実施例４　Ｊａｒ　Ｆｅｒｍｅｎｔｏｒ培養におけるΔｓｅｑ１株のソフォロリピッド生産性
　予め滅菌した酵母エキス２％（ｗ／ｖ）、グルコース１％（ｗ／ｖ）を含む培地を坂口フラスコ３０ｍＬへ注入し、実施例１で得られたΔｓｅｑ１株又は親株を一白金耳接種し、３０℃、１２０ｒｐｍにて４８時間往復振とう培養を行い、これを種培養液とした。酵母エキス２％（ｗ／ｖ）、パルミチン酸エチル５％（ｗ／ｖ）、グルコース１２．５％（ｗ／ｖ）、尿素０．１％（ｗ／ｖ）を含む混合培地１２００ｍＬを２Ｌ　ＪａｒＦｅｒｍｅｎｔｏｒ培養器に投入し、ここに上記種培養液を１％（ｖ／ｖ）となるように接種し、３０℃、８００ｒｐｍにて１６８時間培養を行った。培養９６時間でパルミチン酸エチル５％（ｗ／ｖ）及びグルコース１０％（ｗ／ｖ）を培養器に流加した。
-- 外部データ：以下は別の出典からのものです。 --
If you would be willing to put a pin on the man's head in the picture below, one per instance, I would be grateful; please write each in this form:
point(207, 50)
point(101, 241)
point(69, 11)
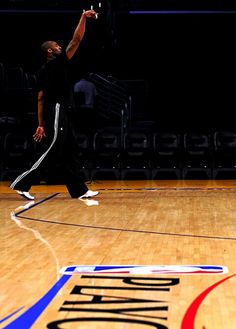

　適時培養液をサンプリングし、培養液中のパルミチン酸エチル（ＰＥ）とソフォロリピッド（ＳＬ）の量を測定した。ＰＥ又はＳＬの量の測定では、培養液をファルコンチューブ（グライナー）に５ｍＬほど回収した後、実施例２と同様の手順でＰＥ又はＳＬの全量をガラスチューブに回収し、回収前後のガラスチューブの重量差より培養液ｋｇあたりのＰＥ又はＳＬの量を算出した。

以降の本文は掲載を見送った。